He starts off by claiming that …
Throughout recorded history the majority of humanity has seen the existence of a Creator
“Seen” … really!!, I think he really means “Believed”. What he also fails to tell the reader (and does not face himself) is that it has not been the same creator, nor was it restricted to just one god. We have had a vast and extremely diverse array of such beliefs, so which specific one does he have in mind … why his of course, and no doubt he would consider all the others to be wrong. He also fails to appreciate that “belief” in something does not equate to it being true, reality is not something we get to vote on, it is what it is, even if nobody believes it.
As you proceed through his article, I’m afraid to report that it is stuffed full of even weirder claims that have … gasp! … no evidence …
- “This truth does not stem from any doctrine or belief system” – Yea right.
- “Scientific discoveries have only reinforced this realization” – Really! .. that is indeed news to most scientists.
- “…it becomes even clearer that the Universe was carefully designed” – To him perhaps, but not to anybody who actually understands it.
He then proceeds to appeal to authority … a quote from Roger Penrose … wait, hold on a tick, he quotes Penrose in order to convince us of his God, but Penrose himself is an atheist, so clearly what he is quoting has not been understood, because it did not convince Penrose who is still an Atheist. Then he wheels out Anthony Flew who felt that some intelligence must have been involved … and yet again. Flew an Atheist who famously became a Deist (not a theist), so that is also a blatant misrepresentation. Is the Rabbi really so desperate to retain his God belief that he needs to lie about it? Apparently so.
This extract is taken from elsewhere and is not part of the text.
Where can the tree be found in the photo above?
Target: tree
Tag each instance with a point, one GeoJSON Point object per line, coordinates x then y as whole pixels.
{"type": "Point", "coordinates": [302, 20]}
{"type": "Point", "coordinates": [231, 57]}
The good Rabbi also has the truly bold courage to suggest that those who propose things such as multiple universes or aliens, or the rise of life by random chance to be indulging in “a total fantasy” … this from a guy who thinks “God did it” on the basis of exactly zero evidence … now which do you actually think is the true fantasy here?
He then suggests we don’t consider “God did it” for the following reasons …
- “people have a personal encounter with god” – they sure do, we have a word for that, and that word is “Delusion”, it is only brain chemistry. To be more specific, humans conform to their local cultural belief system and have very different “God” experiences from a vast array of rather different Gods. It says a lot about humans, but nothing at all about the reality of anything supernatural at all. Such God experiences can and have been easily replicated in the laboratory by stimulating the human brain. Until he provides evidence of anything at all beyond simple brain chemistry, then you can strike this one out.
- “the guidance of Spirit” – Seriously? … it’s a weird paragraph and rambles on about “art, music, compassion, love, sex” being things we cannot truly know (he must have a truly appalling personal relationship). It is basically meaningless drivel that tries to argue that there is stuff we cannot measure and so the folks who dismiss god do so because they don’t understand. So let me ask you a question … What is the difference between something that cannot be seen or measured and has no evidence in our reality … and nothing at all? Yea, well apparently he has a different answer for that because “an ultimate intelligence that dwarfs its own — is completely intolerable“. Yep, he has indeed departed reality and set sail across an ocean of fantasy for this one.
- His third and final reason is even sillier … we don’t believe because of a… “refusal to surrender to anything or anyone“. Er … surrender to what exactly, this entity for which there is exactly zero evidence?
He finishes by getting something right when he says … “Clearly one does not need to believe in God or follow a religion in order to be a wonderful, happy, caring, human being.” … “But …” Oh come on, you just knew he had a “But”. Lurking there at the end of that sugar pill is this gem … “the refusal to even consider that a Creator may exist … especially in the face of much blatant evidence…”
“Evidence” ??? what fracking “evidence”? … he has presented exactly none.The fact that he asserts that there is when there is quite clearly none is indeed, to use his very own final words, “an indication that a psychological mechanism is at work. Perhaps what is needed for such an irrational position may not be more intellectual investigation, but psychoanalysis.“.
Or as one chap puts it within the comment section …
“for all of it’s ‘substance’, this article may as well present it’s arguments on behalf of unicorn husbandry or aura maintainence.”